Source: Lenore Walker, The Battered Woman (1979); Evan Stark, Coercive Control (2007); WHO, Violence Against Women (2021)

Finding

Domestic violence (intimate partner violence) is a pattern of coercive control including physical, sexual, emotional, and economic abuse. The WHO reports it is a pervasive global health concern. Walker described a three-phase cycle: tension building, acute battering, and a “honeymoon” phase. Stark argued that domestic violence should be understood as a pattern of domination: isolation, micromanagement, surveillance, and the progressive destruction of the victim’s autonomy. Gaslighting — the systematic denial of the victim’s perception — is a core mechanism.

Pattern Mapping

All five properties violated simultaneously — domestic violence is the Shadow of love: the relationship that should be the safest space becomes the most dangerous. Humility violated — the abuser claims authority over the victim’s body, movement, relationships, finances, and perception of reality. Honesty violated — gaslighting and denial destroy the victim’s capacity for honest self-assessment. Non-fabrication — the honeymoon phase fabricates a reality: “It won’t happen again.” Hope is weaponized through fabrication.
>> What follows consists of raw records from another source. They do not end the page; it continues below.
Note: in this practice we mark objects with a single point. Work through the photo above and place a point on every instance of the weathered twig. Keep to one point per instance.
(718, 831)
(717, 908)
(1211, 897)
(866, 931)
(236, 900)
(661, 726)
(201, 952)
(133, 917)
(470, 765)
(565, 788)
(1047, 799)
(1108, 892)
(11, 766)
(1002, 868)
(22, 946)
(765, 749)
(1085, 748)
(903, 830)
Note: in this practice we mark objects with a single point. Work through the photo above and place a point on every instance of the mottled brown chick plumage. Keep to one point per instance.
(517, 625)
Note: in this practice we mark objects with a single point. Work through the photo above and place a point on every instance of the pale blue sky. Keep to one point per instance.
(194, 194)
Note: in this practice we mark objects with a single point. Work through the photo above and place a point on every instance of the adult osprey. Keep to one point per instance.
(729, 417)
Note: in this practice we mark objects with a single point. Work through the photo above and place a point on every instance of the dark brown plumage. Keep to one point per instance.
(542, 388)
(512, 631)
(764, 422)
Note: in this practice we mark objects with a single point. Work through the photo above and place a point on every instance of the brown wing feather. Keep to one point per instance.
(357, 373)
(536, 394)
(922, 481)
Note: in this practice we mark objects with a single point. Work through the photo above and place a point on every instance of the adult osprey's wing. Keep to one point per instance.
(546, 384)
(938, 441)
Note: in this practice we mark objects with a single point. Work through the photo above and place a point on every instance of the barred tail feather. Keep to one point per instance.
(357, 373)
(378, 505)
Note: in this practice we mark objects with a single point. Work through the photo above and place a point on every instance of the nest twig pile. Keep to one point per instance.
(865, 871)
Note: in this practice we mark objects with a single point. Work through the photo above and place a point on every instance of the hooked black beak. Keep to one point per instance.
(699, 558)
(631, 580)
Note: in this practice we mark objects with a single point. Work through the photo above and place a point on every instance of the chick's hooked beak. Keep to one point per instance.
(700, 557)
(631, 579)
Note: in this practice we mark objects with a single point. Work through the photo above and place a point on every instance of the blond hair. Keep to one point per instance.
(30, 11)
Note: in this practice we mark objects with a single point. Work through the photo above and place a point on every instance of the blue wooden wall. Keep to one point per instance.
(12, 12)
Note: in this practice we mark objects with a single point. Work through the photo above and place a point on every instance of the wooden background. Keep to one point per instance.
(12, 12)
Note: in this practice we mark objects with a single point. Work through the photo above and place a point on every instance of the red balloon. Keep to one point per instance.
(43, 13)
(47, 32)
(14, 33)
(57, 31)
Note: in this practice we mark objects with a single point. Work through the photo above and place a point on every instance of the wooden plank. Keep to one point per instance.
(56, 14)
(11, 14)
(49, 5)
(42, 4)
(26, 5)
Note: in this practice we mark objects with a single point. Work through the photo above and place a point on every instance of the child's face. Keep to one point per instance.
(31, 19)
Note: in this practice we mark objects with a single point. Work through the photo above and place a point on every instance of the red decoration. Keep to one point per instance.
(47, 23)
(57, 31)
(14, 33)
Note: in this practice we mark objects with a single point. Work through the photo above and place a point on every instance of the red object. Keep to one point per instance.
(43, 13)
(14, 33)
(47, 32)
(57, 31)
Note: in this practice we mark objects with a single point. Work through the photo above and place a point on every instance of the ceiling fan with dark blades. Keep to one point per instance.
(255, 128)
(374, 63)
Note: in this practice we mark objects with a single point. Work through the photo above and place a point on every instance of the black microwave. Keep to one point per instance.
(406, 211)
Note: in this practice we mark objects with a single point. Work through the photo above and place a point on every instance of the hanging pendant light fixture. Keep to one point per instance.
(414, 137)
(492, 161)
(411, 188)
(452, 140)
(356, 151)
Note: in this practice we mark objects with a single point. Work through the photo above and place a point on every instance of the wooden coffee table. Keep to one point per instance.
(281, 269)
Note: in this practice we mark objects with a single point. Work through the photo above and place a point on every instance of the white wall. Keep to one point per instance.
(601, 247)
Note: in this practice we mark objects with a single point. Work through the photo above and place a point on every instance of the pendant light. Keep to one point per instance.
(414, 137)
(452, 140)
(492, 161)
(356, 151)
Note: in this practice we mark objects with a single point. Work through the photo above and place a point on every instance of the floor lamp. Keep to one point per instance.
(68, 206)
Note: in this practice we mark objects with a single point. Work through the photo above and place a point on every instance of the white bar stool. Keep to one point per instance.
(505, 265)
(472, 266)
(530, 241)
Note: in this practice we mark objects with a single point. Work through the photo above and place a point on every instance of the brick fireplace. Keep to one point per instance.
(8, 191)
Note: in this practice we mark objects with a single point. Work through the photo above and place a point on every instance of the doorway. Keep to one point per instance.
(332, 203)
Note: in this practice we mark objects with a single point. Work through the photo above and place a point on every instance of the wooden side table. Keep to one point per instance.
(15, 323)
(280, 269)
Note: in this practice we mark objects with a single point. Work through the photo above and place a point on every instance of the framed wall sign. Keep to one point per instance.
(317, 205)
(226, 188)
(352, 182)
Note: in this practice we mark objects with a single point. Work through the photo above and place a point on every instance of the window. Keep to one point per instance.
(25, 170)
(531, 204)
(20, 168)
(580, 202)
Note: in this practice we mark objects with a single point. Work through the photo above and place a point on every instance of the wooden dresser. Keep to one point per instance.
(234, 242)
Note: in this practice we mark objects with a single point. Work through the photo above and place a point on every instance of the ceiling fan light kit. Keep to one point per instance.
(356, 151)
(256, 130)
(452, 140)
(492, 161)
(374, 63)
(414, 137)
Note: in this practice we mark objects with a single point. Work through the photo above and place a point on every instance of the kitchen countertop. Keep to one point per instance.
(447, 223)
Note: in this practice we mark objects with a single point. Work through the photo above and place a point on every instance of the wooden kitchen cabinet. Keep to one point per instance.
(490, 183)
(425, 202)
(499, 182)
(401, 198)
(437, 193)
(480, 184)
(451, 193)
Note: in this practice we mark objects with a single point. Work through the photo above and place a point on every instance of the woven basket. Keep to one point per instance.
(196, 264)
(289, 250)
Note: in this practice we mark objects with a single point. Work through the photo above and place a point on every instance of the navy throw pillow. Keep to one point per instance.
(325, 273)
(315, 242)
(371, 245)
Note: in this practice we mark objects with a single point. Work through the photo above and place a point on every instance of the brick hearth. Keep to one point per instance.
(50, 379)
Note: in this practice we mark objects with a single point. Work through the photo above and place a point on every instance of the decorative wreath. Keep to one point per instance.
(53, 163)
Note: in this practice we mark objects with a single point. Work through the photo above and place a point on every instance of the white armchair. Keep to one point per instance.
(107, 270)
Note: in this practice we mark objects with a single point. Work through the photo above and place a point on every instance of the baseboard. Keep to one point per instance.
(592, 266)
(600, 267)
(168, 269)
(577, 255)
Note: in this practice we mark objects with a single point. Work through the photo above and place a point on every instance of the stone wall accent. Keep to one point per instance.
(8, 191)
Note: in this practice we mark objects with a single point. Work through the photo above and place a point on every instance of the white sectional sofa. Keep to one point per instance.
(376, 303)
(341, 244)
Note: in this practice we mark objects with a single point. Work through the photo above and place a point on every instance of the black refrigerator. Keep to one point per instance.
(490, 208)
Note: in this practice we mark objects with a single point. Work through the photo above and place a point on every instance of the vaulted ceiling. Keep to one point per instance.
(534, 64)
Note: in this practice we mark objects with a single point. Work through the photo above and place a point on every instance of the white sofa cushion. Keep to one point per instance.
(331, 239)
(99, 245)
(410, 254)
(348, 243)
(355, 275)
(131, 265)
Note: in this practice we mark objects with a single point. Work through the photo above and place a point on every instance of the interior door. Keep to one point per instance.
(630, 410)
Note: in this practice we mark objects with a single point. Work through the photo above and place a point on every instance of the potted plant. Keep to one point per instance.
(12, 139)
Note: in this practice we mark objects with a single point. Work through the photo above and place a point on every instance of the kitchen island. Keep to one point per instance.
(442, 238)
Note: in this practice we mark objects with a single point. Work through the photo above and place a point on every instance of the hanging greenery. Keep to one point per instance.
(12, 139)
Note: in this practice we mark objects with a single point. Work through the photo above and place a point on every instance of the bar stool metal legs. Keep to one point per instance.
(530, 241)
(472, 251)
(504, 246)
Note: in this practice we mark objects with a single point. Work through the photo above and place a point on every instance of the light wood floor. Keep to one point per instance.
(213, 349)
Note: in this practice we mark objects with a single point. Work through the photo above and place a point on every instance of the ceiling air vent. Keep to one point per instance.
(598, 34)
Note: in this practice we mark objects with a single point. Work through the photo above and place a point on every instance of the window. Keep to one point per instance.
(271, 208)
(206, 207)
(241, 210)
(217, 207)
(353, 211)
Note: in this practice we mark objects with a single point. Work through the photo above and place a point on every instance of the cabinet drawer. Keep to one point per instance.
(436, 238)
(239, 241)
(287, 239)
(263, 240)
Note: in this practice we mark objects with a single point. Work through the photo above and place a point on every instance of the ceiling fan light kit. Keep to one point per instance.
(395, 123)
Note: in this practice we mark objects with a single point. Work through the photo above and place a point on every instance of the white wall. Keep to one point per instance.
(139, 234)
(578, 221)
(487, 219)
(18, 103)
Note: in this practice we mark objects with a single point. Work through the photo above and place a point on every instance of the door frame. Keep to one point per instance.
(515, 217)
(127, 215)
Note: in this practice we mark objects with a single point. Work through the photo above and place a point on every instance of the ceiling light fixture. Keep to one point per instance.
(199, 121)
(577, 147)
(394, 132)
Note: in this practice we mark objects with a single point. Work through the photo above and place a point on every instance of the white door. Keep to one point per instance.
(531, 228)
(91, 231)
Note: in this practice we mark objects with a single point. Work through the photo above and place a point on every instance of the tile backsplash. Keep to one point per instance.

Alignment violated — the relationship claims to be love; the behavior is domination. Proportion violated — the response to conflict exceeds any proportion.

Connections

Status

Walker (1979) is influential but criticized (Johnson, 2008, distinguishes intimate terrorism from situational couple violence). Stark (2007) has influenced UK law (Serious Crime Act 2015). The property mapping is this project’s structural interpretation.


The mapping to the five properties is this project’s structural interpretation, not an endorsement of any tradition.